Taxi Repair Shop Problem
A dynamic model with queuing
The Gotham Taxi Company has a fleet of 500 taxicabs. On any given day of use, a taxi has an 0.4% chance of breaking down, independent of all other taxis. Broken-down taxis are towed overnight to the company repair shop. They return to service the day after they are fixed. Each day a taxi spends in the shop costs the company $350 in lost profits.
There are three mechanics Gotham is considering hiring to work in the repair shop: Larry, Moe and Curly. Each can fix one to three taxis per day.
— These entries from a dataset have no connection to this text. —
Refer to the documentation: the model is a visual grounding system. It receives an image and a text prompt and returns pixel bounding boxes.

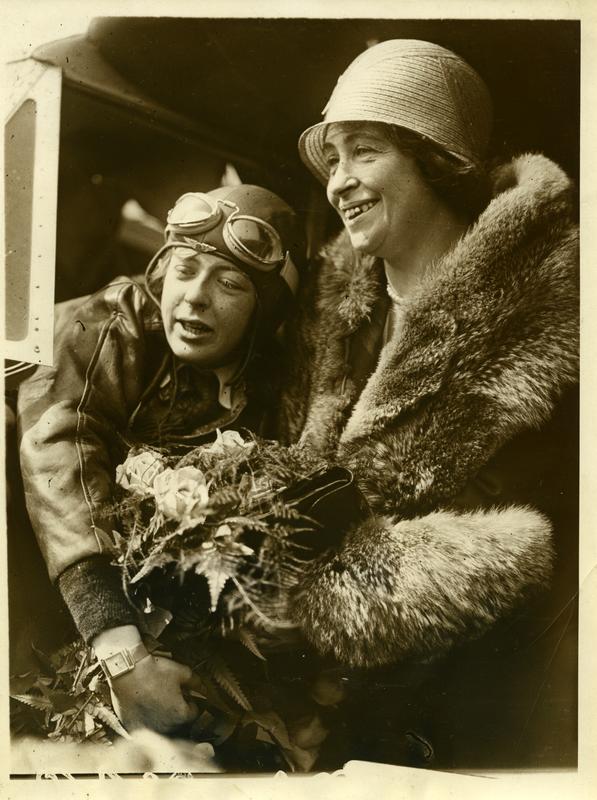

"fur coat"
[279,153,579,671]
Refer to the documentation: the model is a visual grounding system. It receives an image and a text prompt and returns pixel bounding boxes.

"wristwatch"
[98,642,149,680]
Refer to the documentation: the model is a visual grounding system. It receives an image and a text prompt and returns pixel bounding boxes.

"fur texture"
[283,153,578,667]
[294,506,553,667]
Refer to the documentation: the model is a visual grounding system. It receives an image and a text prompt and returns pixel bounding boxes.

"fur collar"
[300,153,578,508]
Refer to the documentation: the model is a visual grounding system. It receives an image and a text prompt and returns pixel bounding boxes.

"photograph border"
[2,1,595,798]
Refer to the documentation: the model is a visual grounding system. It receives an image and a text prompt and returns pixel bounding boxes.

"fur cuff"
[292,505,553,668]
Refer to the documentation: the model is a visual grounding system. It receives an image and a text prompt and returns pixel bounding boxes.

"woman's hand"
[92,625,199,734]
[109,654,199,734]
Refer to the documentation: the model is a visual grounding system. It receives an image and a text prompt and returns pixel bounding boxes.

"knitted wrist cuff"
[57,556,137,643]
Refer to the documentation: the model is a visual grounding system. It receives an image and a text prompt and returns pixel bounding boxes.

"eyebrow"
[172,250,245,277]
[323,129,387,148]
[171,246,201,263]
[213,262,252,284]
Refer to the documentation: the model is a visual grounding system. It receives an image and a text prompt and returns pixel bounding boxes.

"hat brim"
[298,121,334,186]
[298,118,478,188]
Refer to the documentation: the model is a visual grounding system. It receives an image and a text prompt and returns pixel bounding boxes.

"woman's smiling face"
[160,247,257,369]
[323,122,438,261]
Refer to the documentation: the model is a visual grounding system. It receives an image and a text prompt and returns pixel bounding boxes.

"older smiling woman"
[281,39,579,769]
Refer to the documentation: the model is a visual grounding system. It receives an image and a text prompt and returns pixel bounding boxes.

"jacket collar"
[159,359,244,410]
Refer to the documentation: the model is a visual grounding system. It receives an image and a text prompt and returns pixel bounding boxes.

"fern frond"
[238,628,266,661]
[11,694,53,712]
[193,672,237,716]
[87,703,131,740]
[207,657,251,711]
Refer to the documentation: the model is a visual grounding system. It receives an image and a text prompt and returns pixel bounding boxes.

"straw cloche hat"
[299,39,493,184]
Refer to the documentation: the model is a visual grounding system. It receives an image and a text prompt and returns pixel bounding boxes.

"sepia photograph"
[2,1,593,794]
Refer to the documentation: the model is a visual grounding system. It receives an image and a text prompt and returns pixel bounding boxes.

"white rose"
[116,449,166,496]
[201,429,255,457]
[153,466,210,522]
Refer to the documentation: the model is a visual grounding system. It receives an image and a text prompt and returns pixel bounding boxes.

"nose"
[183,272,212,309]
[327,160,359,202]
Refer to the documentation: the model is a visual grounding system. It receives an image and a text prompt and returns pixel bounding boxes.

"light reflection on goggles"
[166,193,286,272]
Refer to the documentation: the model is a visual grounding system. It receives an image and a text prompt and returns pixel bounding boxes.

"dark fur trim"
[285,154,577,665]
[292,506,553,668]
[300,154,578,508]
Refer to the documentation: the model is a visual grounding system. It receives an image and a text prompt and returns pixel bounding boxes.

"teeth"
[180,320,210,333]
[344,201,377,220]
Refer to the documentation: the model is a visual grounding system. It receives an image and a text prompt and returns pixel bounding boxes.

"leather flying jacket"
[17,278,273,638]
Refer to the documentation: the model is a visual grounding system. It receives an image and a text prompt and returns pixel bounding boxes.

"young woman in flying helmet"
[15,184,305,734]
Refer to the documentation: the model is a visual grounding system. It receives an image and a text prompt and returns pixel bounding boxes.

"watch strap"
[99,641,149,679]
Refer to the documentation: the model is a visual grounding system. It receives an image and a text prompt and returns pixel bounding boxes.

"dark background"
[31,17,580,299]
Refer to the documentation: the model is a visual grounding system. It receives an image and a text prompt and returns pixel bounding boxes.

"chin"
[169,343,208,367]
[346,230,380,257]
[180,352,215,368]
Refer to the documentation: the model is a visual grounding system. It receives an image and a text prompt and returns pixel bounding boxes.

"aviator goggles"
[166,192,288,272]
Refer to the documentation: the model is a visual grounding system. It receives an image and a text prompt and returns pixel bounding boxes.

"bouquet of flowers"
[11,431,362,771]
[114,430,332,628]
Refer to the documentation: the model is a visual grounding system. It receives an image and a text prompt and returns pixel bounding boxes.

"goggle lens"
[166,193,288,272]
[227,217,285,265]
[167,194,219,228]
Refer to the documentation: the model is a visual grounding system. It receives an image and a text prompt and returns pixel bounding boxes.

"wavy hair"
[386,125,491,221]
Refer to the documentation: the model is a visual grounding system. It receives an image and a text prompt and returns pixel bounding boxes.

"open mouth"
[343,200,378,221]
[177,319,213,336]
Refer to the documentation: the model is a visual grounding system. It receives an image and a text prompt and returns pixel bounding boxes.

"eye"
[218,272,252,292]
[173,262,196,278]
[354,144,376,157]
[220,277,242,290]
[323,151,339,171]
[169,247,199,278]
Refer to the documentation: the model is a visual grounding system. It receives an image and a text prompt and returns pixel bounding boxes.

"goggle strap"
[143,243,173,309]
[280,256,300,296]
Larry would cost the company $300 per day. On any given day, there is 20% probability he can only fix one taxi, and a 40% probability he will be able to fix either two or three.
Moe costs $250 per day. He has an equal probability of being able to fix either one, two, or three taxis on any given day.
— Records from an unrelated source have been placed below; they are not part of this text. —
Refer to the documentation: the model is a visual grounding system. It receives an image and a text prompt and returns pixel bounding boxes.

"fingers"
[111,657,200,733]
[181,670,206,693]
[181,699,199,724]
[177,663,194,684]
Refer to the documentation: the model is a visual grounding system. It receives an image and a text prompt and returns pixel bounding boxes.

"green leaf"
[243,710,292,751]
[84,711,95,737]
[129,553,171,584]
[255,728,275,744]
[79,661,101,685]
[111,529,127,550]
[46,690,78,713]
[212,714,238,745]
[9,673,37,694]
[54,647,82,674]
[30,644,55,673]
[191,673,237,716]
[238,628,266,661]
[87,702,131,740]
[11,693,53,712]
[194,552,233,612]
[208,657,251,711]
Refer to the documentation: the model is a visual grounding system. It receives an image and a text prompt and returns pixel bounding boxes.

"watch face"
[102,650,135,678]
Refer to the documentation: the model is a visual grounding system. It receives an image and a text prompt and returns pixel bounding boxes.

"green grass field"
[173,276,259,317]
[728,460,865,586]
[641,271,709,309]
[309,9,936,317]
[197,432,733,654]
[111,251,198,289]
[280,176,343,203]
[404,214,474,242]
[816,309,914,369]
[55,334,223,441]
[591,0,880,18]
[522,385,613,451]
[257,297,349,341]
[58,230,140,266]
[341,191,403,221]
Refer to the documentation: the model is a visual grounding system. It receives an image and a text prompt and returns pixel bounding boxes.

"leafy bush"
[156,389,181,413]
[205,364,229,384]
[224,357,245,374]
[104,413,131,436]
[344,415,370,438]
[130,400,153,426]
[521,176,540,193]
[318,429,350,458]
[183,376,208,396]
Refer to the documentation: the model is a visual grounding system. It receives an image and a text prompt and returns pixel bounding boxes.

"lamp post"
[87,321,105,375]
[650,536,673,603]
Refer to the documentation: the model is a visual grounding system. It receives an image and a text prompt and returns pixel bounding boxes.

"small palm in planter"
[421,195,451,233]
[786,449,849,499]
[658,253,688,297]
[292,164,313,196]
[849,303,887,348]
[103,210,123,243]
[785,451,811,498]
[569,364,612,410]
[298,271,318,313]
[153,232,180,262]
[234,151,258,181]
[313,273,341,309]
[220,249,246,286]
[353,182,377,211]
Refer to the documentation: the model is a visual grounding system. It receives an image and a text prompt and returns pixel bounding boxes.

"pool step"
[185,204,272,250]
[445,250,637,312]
Curly costs $200 per day. On any given day, there is a 50% chance he can fix only one cab, a 30% chance he will be able fix two, and a 20% chance that he will be able to fix three.
The company may hire any combination of the three mechanics: any one, any two, or all three. Explain why you can tell, prior to performing any simulation, that the option of hiring just Curly will not be workable. Simulate each possibility by 1000 trials of 100 days each. Which possibility gives them the lowest average cost? What is the average number of taxis in the shop when you adopt this policy?